But before we dive into POSIWID, let’s get some additional context. Let’s kick things off with a quirky little brain teaser known as the Duck Test. Imagine stumbling upon a creature that, for all intents and purposes, looks like a duck, struts around like it owns the pond, and quacks like it’s gossiping with the other ducks. Your brain does a quick calculation and concludes: Yep, that’s probably a duck. This isn’t rocket science, folks. It’s just good old-fashioned logic. And no, it has nothing to do with alien abductions, despite the fancy term “abductive reasoning.” Which is, in turn, a form of logical inference. If all that sounds familiar — it’s because you probably heard something like this:

  • All fish live in the water
  • All trout are fish
  • Therefore, all trout live in the water

Except if you’re a sandtrout, and you live on Arrakis.

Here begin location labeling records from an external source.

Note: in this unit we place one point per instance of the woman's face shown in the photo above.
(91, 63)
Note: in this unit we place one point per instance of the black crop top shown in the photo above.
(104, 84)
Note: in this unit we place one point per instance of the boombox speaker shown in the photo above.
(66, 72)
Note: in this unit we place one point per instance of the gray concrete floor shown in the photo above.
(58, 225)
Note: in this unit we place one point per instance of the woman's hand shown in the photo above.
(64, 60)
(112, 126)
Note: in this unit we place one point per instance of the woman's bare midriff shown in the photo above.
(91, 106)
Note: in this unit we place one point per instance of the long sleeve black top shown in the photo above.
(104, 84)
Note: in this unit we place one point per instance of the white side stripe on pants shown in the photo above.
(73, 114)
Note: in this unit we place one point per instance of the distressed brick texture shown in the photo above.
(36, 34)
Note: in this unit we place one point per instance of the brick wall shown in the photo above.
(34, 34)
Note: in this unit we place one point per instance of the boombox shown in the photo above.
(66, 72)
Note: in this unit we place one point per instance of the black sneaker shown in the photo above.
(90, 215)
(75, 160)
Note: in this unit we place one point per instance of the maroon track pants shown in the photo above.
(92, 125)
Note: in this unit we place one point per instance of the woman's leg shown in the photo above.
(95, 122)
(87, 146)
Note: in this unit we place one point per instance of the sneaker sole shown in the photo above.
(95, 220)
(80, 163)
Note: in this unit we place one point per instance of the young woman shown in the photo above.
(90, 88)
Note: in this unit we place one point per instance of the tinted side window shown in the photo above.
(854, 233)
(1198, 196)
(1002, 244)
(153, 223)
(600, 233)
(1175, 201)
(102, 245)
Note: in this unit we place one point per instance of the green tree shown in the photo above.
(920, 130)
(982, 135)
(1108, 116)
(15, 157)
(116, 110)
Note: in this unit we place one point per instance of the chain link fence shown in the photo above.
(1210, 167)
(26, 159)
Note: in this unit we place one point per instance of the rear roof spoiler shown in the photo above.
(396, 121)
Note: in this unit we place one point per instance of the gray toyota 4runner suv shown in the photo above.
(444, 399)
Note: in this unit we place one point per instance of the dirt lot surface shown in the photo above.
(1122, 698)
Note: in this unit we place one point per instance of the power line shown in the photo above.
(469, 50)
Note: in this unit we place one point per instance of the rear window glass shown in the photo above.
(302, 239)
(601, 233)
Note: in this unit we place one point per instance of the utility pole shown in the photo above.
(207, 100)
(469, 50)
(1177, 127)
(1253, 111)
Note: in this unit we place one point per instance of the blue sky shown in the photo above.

This should help us understand how the duck test works. Best put by Douglas Adams, author of The Hitchhiker’s Guide to the Galaxy, it goes like this: If it looks like a duck and quacks like a duck, we have at least to consider the possibility that we have a small aquatic bird of the family Anatidae on our hands. In other words, if it looks like a duck, it walks like a duck and quacks like a duck — it probably is a duck.

This is the Duck Test. Neat, right?

There are, of course, exceptions, like the one presented by famous standup philosophers Marx Brothers: “He may look like an idiot and talk like an idiot, but don’t let that fool you. He really is an idiot.” But it’s more of an exception that confirms the rule.

So, does it work on other things or just ducks? Let’s check out ancient history records.

In 2016–2018, Apple and its iPhone devices went through what is known as “Batterygate”. Many users have reported unexpected device slowdowns and shutdowns at low battery charge levels. Apple initially responded with a couple of “bug fixes” and “you’re holding it wrong”-style explanations. Yet, Apple’s iPhone, the jewel of tech, kept acting more like a lazy sloth than a shiny top-of-a-line gadget.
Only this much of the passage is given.